GUM ActiVital Toothpaste Review

Dental Revelations Blog-13

GUM ActiVital Toothpaste Review by Dental Revelations Blog

I recently received a free sample of new GUM ActiVital toothpaste and wanted to let you know from a professional point of view how good the toothpaste is. And if it is what the manufacturer’s selling speech on their website states:

-Effectively helps prevent cavities by remineralizing the dental enamel thanks to our patented combination of fluoride and isomalt
-Prevents the plaque build-up that can harm the new permanent teeth
-No alcohol, parabens, or sulfates (SLS)
-Gentle formula contains natural chamomile flower extract
-Yummy strawberry flavor

It seems that this toothpaste is not available in the USA yet (or no longer?), but I’m sure it can be ordered online if you are interested to try it out.

The Design

I love the green colour in the packaging design. It is simply the freshest colour there is. The pomegranate apple is a plus at least for me because I recently learned that pomegranate apple has plenty of health benefits.
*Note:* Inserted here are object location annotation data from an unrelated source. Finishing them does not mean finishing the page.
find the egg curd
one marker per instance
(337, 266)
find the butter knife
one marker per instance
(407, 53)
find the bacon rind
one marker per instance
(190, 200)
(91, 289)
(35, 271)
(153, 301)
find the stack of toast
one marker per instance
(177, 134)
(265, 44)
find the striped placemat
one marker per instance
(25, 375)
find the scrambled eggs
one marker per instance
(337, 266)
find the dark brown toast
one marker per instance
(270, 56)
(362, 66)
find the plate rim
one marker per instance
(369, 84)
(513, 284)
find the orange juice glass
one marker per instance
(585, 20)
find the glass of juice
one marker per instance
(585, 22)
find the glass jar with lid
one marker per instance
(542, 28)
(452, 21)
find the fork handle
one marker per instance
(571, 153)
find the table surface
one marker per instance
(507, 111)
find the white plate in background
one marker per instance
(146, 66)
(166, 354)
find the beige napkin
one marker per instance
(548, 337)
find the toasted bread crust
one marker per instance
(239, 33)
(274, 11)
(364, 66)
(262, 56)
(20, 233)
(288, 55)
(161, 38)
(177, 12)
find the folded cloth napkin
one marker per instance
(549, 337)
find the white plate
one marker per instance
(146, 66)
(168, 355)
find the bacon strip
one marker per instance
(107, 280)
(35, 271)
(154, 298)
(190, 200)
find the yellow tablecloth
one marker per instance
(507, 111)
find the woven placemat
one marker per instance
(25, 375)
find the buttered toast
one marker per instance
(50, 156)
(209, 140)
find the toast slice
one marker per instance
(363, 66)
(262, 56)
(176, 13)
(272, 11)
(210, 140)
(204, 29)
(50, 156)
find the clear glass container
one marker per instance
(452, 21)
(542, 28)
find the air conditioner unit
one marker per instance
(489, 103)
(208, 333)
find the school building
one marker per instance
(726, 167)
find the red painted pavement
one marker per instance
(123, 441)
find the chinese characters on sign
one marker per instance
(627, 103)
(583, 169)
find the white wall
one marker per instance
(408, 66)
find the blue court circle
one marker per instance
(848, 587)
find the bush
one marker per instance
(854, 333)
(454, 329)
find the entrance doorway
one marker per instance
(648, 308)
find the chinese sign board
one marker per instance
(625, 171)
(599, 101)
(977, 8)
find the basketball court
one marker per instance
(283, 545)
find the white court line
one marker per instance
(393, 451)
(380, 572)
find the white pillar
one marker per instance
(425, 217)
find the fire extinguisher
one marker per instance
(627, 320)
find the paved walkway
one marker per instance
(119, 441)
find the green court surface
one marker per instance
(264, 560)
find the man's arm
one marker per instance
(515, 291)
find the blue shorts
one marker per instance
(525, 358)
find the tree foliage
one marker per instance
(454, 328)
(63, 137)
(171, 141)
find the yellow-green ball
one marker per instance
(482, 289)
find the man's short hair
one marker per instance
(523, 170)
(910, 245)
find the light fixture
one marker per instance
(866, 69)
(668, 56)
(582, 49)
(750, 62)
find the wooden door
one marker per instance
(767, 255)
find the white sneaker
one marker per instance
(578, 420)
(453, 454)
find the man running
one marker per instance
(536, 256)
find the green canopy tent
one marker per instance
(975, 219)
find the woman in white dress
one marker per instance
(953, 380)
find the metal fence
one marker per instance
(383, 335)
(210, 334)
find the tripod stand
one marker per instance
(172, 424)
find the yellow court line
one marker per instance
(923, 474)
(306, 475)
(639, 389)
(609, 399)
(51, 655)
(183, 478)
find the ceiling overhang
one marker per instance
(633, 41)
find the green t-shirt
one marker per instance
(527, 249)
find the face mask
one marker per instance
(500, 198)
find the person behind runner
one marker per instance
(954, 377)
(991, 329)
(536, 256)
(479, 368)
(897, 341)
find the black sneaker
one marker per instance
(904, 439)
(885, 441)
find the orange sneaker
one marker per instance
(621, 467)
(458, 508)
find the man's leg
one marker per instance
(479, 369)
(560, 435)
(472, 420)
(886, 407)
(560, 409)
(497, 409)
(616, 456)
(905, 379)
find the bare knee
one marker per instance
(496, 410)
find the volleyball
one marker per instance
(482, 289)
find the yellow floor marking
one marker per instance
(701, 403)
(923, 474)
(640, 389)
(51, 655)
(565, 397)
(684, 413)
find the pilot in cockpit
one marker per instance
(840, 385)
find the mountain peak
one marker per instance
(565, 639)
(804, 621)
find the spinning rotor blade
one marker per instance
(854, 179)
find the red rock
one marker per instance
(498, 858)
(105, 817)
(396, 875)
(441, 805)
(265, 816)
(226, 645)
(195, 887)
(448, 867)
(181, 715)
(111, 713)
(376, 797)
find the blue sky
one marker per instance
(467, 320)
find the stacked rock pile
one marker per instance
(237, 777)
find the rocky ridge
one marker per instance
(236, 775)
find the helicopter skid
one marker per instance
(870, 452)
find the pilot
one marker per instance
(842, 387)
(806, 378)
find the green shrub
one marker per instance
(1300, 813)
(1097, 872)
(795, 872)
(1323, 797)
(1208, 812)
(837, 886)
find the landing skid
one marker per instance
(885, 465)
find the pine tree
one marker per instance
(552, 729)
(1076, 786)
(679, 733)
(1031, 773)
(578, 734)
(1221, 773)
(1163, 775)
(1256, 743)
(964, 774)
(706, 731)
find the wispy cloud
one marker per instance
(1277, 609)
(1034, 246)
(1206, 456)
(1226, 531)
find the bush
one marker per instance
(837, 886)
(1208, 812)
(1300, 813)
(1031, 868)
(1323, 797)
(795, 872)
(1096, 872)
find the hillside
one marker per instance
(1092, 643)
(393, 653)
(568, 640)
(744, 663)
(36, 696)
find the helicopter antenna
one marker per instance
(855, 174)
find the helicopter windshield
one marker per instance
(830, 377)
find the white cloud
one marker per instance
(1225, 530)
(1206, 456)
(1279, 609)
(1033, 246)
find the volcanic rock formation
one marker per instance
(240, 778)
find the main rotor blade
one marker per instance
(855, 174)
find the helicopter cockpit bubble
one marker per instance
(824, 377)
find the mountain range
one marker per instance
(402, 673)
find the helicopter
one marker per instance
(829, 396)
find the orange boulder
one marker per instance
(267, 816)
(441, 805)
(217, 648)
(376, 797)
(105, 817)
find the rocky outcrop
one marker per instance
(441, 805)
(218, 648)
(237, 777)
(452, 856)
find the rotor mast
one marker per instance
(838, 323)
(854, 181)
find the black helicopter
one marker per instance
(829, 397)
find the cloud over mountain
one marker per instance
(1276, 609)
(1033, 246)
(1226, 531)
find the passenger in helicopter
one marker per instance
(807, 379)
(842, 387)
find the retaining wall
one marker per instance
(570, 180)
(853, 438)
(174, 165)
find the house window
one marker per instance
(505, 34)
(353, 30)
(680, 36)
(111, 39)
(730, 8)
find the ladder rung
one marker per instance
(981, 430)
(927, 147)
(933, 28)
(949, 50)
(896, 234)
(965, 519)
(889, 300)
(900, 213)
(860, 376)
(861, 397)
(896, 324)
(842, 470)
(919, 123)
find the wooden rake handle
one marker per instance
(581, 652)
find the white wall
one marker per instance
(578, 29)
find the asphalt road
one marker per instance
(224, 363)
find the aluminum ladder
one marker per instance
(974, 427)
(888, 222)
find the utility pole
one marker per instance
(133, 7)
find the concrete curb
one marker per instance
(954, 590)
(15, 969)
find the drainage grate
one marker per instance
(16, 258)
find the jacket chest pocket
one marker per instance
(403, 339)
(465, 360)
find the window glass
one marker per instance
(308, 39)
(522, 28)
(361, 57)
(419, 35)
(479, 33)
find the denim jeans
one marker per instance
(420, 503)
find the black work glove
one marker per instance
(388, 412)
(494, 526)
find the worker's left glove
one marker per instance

The tube is pretty much similar to the toothpastes of Oral-b and it is easy to open. Like often, there is a lid protecting the toothpaste under the cap. Not sure about what the material of the lid is – it looks metallic but is too thin to be considered as recyclable metal. Is it some sort of plastic with a foil layer? In my house that has 8 different recycling bins, this small lid has no other place than domestic waste where everything that cannot be recycled is put. I call it The Bin of Shame.

What material is the lid?

Some might think that what on earth am I on about when I worry over very small piece of non-recyclable material. But I think it is about the attitude towards the Planet Earth. We should try to use materials that can be recycled and even better thing would be if the materials we use were sustainable. No matter how small they are.

The Testing

The toothpaste is green in colour and is more like gel than a paste. Brings in mind my teenage years in the ’80s when hair gel of this colour was very popular. Do people still use it? Nowadays there are all sorts of hair clays, powders, waxes and so on to choose from. But back in the good old days we relied on the green toothpaste-like hair gel that made your hair stiff as a stick.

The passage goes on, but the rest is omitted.